The divine actor

We are in the last times before Jesus returns again writes Evangelical Christian Alex Monro

Evangelical ("good news") Christianity celebrates a God of speech and action who is involved in the world. Evangelicalism puts God at centre-stage in the drama of human history, which it depicts as a story of unrequited love.

This God spoke to humanity through history in a crescendo of revelation that climaxed in the life, words, death and resurrection of Jesus.
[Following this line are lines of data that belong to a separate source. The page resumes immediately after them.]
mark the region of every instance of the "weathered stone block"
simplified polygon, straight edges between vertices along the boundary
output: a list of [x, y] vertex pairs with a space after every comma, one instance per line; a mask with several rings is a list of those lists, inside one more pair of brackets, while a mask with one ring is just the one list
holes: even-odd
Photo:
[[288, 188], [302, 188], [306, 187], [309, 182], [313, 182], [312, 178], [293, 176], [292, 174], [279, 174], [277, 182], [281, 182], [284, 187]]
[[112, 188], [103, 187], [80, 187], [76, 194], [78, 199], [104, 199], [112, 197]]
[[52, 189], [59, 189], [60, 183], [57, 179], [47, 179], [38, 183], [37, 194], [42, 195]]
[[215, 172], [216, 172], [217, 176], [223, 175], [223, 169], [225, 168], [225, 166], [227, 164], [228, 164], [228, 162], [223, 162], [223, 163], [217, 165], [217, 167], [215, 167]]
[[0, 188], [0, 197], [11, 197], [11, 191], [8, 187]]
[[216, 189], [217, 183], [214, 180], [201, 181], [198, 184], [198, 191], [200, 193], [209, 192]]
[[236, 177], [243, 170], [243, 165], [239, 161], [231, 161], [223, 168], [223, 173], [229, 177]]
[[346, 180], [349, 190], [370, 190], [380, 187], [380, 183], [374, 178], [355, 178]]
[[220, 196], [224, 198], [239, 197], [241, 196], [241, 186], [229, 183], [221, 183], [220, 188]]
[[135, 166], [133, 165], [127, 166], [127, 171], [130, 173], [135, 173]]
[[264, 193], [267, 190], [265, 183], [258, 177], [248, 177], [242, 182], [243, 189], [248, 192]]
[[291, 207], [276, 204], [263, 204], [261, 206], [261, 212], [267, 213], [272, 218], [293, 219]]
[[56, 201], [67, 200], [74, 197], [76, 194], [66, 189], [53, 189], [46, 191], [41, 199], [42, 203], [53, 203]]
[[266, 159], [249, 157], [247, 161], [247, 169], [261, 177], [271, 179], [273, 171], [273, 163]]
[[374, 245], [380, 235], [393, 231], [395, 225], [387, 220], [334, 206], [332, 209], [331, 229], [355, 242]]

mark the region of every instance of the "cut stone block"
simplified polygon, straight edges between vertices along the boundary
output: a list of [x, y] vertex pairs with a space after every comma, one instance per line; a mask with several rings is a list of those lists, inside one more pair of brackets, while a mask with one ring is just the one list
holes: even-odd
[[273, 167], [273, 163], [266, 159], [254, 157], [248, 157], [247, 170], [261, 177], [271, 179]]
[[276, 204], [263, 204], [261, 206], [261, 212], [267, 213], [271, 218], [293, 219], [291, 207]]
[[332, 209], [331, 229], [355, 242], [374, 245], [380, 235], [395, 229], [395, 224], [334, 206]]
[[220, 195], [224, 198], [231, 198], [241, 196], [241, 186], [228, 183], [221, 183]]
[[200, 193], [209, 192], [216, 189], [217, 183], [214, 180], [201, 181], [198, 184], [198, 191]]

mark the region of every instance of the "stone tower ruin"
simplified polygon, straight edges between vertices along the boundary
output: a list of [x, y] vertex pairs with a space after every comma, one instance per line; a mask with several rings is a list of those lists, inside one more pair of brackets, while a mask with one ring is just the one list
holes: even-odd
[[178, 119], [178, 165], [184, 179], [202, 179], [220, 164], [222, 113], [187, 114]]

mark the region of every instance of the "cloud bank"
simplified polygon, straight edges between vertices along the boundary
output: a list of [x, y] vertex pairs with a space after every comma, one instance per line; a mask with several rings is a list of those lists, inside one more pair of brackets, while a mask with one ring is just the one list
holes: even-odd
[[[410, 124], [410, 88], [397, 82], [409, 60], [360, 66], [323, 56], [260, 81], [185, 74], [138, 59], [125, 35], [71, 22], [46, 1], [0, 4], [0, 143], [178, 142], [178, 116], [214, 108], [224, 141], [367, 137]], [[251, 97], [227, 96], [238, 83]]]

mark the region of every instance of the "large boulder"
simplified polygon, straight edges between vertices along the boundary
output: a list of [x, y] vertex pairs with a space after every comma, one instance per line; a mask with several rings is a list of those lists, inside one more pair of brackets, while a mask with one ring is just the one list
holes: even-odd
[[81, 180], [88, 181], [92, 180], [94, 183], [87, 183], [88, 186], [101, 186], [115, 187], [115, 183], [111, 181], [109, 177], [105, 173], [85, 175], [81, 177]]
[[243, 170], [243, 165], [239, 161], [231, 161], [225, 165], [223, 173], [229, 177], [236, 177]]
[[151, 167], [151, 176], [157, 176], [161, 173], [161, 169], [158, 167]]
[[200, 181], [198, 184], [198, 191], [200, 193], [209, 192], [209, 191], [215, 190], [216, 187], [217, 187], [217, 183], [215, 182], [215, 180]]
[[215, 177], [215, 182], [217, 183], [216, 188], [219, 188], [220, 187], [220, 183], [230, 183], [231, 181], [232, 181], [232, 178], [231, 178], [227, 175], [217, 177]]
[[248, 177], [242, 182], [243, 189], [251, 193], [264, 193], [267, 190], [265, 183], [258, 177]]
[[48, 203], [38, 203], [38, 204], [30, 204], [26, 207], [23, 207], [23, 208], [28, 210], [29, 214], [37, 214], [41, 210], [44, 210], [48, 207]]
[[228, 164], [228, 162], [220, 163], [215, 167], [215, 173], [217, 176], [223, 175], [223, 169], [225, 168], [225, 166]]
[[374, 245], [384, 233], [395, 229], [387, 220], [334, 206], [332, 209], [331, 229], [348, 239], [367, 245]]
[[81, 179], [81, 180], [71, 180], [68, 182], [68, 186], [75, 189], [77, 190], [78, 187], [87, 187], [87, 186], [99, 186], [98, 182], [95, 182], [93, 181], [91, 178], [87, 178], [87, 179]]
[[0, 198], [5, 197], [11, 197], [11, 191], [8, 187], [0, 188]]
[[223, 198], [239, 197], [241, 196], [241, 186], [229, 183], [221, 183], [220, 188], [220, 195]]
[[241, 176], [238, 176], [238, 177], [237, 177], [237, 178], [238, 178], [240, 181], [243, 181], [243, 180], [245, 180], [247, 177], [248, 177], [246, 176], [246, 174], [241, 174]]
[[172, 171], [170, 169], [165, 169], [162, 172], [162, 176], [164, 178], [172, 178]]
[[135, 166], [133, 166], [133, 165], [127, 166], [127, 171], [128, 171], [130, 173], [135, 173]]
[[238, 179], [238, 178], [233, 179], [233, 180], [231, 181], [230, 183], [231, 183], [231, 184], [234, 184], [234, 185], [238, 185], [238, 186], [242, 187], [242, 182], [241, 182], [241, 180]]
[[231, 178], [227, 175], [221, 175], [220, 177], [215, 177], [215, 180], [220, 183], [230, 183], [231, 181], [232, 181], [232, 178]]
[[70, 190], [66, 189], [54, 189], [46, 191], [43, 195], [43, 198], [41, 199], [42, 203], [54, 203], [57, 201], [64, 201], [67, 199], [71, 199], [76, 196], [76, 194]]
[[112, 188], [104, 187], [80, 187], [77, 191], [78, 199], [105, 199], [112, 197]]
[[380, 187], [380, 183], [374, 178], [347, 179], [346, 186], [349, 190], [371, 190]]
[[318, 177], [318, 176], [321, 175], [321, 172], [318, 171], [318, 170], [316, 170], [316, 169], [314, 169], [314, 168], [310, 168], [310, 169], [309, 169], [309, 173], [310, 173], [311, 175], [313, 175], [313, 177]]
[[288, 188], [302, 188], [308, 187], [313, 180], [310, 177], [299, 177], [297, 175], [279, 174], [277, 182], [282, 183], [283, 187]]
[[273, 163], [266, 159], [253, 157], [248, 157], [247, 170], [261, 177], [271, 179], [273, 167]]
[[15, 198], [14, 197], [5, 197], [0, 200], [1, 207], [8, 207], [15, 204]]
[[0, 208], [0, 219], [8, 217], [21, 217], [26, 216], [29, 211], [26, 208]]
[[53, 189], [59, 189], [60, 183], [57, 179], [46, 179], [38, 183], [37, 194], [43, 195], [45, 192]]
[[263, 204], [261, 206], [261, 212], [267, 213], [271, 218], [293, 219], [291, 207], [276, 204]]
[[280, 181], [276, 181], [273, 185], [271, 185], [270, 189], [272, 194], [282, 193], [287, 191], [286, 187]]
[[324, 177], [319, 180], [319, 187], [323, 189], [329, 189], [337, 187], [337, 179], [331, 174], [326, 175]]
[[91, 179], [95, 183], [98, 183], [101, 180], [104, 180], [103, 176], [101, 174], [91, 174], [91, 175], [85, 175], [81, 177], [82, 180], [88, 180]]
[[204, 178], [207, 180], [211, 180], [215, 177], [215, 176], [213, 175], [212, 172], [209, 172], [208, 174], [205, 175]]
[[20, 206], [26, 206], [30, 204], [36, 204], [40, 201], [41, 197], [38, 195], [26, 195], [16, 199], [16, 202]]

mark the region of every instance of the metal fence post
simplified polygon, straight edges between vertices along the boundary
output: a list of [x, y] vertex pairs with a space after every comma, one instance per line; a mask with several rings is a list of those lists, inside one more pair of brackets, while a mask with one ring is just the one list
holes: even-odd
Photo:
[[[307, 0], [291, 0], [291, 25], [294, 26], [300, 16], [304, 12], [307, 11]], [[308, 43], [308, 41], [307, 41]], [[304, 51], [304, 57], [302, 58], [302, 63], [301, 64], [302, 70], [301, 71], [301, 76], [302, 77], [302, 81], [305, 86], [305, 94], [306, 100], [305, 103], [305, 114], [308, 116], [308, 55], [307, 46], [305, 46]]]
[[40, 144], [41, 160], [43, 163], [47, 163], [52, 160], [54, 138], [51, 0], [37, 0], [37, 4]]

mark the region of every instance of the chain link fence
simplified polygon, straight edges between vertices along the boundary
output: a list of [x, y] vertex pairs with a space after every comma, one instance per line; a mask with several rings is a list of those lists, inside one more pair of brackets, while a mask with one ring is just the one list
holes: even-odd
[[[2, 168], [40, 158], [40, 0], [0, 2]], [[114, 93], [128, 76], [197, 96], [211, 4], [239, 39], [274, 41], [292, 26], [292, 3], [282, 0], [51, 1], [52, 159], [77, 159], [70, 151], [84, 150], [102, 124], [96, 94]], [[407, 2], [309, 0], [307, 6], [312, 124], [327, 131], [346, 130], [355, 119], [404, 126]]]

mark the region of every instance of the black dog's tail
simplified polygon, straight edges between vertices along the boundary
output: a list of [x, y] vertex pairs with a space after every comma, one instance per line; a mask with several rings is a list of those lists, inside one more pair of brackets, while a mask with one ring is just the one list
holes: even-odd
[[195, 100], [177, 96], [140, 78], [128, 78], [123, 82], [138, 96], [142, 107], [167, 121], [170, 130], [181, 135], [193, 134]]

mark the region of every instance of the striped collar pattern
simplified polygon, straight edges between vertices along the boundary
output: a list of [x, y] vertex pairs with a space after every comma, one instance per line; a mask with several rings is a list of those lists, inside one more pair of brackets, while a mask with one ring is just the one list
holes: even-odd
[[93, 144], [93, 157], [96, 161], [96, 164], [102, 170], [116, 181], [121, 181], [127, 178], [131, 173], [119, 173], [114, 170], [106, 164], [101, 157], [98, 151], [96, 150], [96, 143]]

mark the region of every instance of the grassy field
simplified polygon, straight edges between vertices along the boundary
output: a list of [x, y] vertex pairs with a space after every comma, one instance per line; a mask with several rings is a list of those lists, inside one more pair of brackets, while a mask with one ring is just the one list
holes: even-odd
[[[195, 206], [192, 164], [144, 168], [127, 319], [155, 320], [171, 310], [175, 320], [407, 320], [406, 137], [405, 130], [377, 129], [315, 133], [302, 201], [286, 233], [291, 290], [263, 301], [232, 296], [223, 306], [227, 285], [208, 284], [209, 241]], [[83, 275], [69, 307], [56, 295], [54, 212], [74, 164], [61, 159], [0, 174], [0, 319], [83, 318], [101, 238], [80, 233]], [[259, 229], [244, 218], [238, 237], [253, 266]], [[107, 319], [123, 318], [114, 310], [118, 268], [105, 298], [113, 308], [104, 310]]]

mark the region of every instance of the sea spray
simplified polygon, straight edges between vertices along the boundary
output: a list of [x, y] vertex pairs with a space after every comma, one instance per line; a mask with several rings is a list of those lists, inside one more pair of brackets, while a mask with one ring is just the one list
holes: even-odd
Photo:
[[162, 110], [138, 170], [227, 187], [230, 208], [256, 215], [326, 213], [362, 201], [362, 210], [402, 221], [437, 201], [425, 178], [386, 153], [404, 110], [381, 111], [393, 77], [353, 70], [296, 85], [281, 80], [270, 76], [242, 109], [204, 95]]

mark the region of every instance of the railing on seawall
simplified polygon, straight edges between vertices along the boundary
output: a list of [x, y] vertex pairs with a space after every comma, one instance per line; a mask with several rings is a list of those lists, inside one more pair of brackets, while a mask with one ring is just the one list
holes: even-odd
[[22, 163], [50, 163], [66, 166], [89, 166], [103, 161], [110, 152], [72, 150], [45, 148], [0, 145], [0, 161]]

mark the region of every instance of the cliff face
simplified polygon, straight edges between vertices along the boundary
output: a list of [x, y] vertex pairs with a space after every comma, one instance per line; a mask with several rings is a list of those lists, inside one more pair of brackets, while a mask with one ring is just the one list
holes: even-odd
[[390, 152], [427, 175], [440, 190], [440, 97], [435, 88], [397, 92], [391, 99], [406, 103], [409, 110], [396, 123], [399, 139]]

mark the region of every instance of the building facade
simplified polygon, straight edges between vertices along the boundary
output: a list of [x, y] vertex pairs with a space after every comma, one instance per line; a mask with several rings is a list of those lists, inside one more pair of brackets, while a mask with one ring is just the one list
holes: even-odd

Evangelicals believe God's authorship of the universe is already communicated to us in the order, complexity and beauty of the material world. Moreover, he has made himself known through a people he chose, through prophets he appointed and, finally, through Jesus of Nazareth, "the word made flesh". (The biblical God is Trinitarian, father, son and spirit - from the first book of the Old Testament God often uses the first person plural and Genesis 1 verse 2 refers to the spirit of God "hovering over the waters" - but the perfect unity of the three persons means he can only be counted as one God).

God's authorship of all is the essence of evangelical faith. Hebrews 12:2 described Jesus as "the founder and perfecter of our faith". We believe that life, salvation and hope come from him.

Humanity plays its part in this divine drama too, but as Goneril, the ungrateful daughter who takes all her father gives him before turning her back to him. No prayers, pilgrimages, religious observance, social action or costly acts of generosity can mitigate humanity's guilt before this perfectly just God. This is the low point in the history of God's world, and the hallmarks of it are plain - discord, decay and death.

God is far from finished with mankind, however, and chooses Abraham as the first player in a new plan for the fallen creation - Abraham has righteousness "credited to him" by God because of his faith (and, crucially, before he is circumcised). The books of the Old Testament tell the stories of many such men and women of faith, and Hebrews 11 lists a number of them for us - Abel, Enoch, Noah, Isaac, Jacob, Joseph, Moses, Rahab and others. The writer of Hebrews says they were approved thanks to their faith in God, not to their works or ethnicity - yet even faith is from God, as Paul's letter to the Ephesians explains: "For it is by grace you have been saved, through faith - and this not from yourselves, it is the gift of God - not by works, so that no one can boast"

But all these sinners are only a shadow of the climax of God's earthly play, which comes to life with an unprecedented deus ex machina that flies in the face of human religiosity. God the son becomes man, is born in a disreputable town, lives as a refugee among an occupied people in a far corner of the Roman Empire and is unjustly killed as a common criminal, rejected by his followers and his friends. He is the antithesis of a manmade God - earthly political ambition (such as Zionism) is not a feature of truly evangelical Christianity.

This shameful death is Jesus' crowning glory, as he himself pays the blood price for the sins of those who rejected his rule and his plan. He does it for no good reason, except that his justice and his love demand it as the only solution. The result is that Christ takes on human sinfulness so that humanity can take on Christ's purity, and be restored to God. The biblical accounts describe how, at the moment Jesus breathed his last, the temple curtain that had divided sinful man from a perfect God is torn in two. The curtain, it says, is torn from above - humanity has done nothing to earn its salvation. The resurrection is the display of God's final victory over sin and over its Siamese twin, death.

The play has reached its penultimate act. Christ has risen and returned to the father and these are "the last times" before he returns again. It is in these last times that Christians are called to take to heart Jesus' final words to his closest followers. "Go and make disciples of all nations", before God calls human history to an end so that justice can finally be done and followers of his "from every nation, tribe, people and language" be brought into his presence forever.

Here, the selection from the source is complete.